P.S. Die Titelähnlichkeit zu einer Geschichte weiter unten ist mir erst aufgefallen, als ich die Geschichte schon rausgesucht hatte
.
Der Nachtwächter
Andrea Bannert
„Das glaubt ihr doch wohl selbst nicht. Es ist eine törichte Frechheit, so etwas zu behaupten.“ Die korpulente Frau hatte zu beiden Seiten die Arme in die Hüften gestützt und schritt auf den jungen Mann zu. Ditus taumelte zurück, bis er stolperte und weich auf einem Strohballen landete. Er sah weitere Bewohner des kleinen Dorfes auf sich zukommen. Einige der Männer waren mit Heugabeln bewaffnet.
„Jemand wie Ihr, der muss vom Teufel besessen sein“, schnaubte ein älterer Mann.
„Lasst ihn doch weiter erzählen.

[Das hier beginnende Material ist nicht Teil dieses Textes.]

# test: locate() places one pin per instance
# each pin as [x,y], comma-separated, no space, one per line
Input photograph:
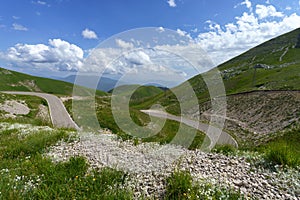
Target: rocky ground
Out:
[148,165]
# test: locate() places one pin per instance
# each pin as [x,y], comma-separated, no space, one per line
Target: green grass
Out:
[26,174]
[180,186]
[284,150]
[240,73]
[33,103]
[15,81]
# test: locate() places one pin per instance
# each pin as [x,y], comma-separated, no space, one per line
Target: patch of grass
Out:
[180,186]
[32,117]
[281,155]
[283,150]
[225,149]
[26,174]
[22,146]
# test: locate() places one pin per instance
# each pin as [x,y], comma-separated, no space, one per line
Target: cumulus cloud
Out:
[19,27]
[267,11]
[124,44]
[171,3]
[138,58]
[160,29]
[89,34]
[247,31]
[57,55]
[247,3]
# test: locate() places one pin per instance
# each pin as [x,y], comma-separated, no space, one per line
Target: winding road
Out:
[216,135]
[59,116]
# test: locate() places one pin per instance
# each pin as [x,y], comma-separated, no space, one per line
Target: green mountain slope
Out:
[273,65]
[15,81]
[262,87]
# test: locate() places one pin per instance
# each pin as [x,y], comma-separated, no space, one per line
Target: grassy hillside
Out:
[257,113]
[273,65]
[15,81]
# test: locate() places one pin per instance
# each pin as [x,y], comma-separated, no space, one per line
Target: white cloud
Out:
[181,32]
[248,4]
[138,58]
[288,8]
[249,30]
[160,29]
[267,11]
[58,55]
[41,3]
[123,44]
[171,3]
[89,34]
[19,27]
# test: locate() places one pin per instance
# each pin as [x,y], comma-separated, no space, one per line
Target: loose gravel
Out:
[148,165]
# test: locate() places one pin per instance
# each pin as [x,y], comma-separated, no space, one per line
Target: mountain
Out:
[104,84]
[15,81]
[262,87]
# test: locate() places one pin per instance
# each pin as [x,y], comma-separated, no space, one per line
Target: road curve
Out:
[59,116]
[216,135]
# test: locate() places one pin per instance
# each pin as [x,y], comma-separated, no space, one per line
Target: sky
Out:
[54,38]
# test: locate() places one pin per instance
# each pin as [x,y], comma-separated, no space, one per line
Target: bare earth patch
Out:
[13,108]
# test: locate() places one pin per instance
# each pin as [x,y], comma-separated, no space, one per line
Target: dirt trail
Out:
[215,135]
[59,116]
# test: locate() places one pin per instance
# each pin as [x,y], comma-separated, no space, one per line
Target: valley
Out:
[50,147]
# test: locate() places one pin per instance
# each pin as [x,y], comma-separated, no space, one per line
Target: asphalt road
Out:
[216,135]
[59,116]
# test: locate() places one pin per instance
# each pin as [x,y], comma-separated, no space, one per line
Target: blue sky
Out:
[29,29]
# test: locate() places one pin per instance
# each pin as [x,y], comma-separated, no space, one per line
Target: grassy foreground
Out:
[27,174]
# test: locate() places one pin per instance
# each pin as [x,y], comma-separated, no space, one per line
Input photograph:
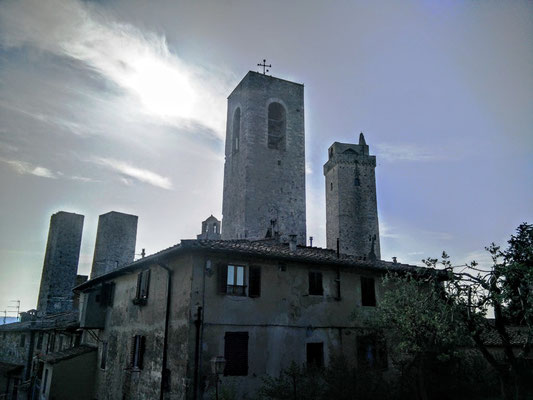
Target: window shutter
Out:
[142,342]
[254,289]
[222,278]
[132,351]
[139,284]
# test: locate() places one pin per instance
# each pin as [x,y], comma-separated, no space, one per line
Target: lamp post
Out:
[218,364]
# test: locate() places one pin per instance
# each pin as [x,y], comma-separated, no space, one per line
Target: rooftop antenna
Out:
[265,66]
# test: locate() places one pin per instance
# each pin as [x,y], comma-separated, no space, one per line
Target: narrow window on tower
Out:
[236,130]
[277,122]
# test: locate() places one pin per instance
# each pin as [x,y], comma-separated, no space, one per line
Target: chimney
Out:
[115,242]
[292,242]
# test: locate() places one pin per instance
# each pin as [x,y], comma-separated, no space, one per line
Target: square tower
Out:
[351,205]
[264,171]
[115,242]
[60,263]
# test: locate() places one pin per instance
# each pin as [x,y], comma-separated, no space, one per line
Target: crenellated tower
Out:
[351,204]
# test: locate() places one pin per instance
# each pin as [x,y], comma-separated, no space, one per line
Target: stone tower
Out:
[210,229]
[264,172]
[60,263]
[115,242]
[351,205]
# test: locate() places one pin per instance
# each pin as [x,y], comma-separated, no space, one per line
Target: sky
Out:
[121,105]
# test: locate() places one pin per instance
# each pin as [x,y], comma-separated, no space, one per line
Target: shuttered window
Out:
[315,284]
[368,292]
[143,284]
[236,353]
[254,289]
[137,351]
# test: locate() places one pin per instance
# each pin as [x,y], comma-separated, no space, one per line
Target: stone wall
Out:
[60,263]
[351,204]
[263,184]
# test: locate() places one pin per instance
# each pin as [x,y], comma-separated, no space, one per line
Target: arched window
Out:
[236,130]
[277,123]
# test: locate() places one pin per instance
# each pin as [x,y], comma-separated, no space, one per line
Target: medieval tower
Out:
[264,171]
[351,206]
[115,242]
[60,263]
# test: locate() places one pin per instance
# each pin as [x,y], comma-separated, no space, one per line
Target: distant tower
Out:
[210,229]
[264,172]
[60,263]
[351,205]
[115,242]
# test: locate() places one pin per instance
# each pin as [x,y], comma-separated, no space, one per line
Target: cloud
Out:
[25,168]
[139,63]
[141,175]
[404,152]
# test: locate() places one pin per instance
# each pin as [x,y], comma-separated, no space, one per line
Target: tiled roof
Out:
[268,248]
[54,321]
[67,354]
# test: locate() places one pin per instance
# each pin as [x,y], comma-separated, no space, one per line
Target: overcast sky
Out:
[121,105]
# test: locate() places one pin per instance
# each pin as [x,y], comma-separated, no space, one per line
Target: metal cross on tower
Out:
[265,66]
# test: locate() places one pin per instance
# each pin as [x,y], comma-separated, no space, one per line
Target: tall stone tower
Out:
[115,242]
[60,263]
[351,205]
[264,172]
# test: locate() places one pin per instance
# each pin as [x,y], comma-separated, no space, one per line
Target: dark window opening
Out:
[236,130]
[103,357]
[315,284]
[236,353]
[315,355]
[276,126]
[40,341]
[254,289]
[137,351]
[368,292]
[371,352]
[143,284]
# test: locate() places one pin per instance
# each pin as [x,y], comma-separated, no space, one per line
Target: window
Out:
[236,353]
[236,130]
[40,341]
[276,126]
[103,356]
[315,284]
[137,351]
[143,284]
[315,354]
[368,292]
[232,280]
[371,352]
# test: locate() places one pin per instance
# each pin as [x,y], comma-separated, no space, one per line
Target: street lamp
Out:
[218,364]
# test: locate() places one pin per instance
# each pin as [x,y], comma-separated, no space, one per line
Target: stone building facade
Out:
[258,304]
[351,204]
[264,171]
[60,263]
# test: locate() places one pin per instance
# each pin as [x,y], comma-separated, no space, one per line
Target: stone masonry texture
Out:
[60,263]
[351,205]
[264,188]
[115,242]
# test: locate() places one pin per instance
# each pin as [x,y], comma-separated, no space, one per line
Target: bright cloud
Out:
[25,168]
[129,171]
[139,63]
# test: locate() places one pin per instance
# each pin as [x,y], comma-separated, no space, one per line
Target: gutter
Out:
[165,372]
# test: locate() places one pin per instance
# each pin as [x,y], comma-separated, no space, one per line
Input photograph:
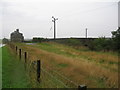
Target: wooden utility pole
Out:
[54,19]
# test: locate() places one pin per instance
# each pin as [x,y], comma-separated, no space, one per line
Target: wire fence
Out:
[40,76]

Ich möchte mich noch ein bisschen amüsieren“, lachte ein Bursche mit übertrieben stolzer Ausstrahlung.
„Wiederholt das noch einmal. Von der anderen Seite seid Ihr gekommen? So wie der Adler fliegt? Von Osten gen Westen mit dem Lauf der Sonne? Und nur drei Tage wollt Ihr gebraucht haben?“, höhnte eine charismatische Stimme und ein Mann mittleren Alters in einem langen, roten Mantel tauchte am hinteren Rand der Menge, oben auf einem Gatter stehend, auf. Er vollführte Sprünge auf dem schmalen Balken, balancierte dann bis zu dessen Ende, bevor er nach unten hüpfte und hinter den Massen verschwand. Aber seine Stimme war weiterhin zu hören.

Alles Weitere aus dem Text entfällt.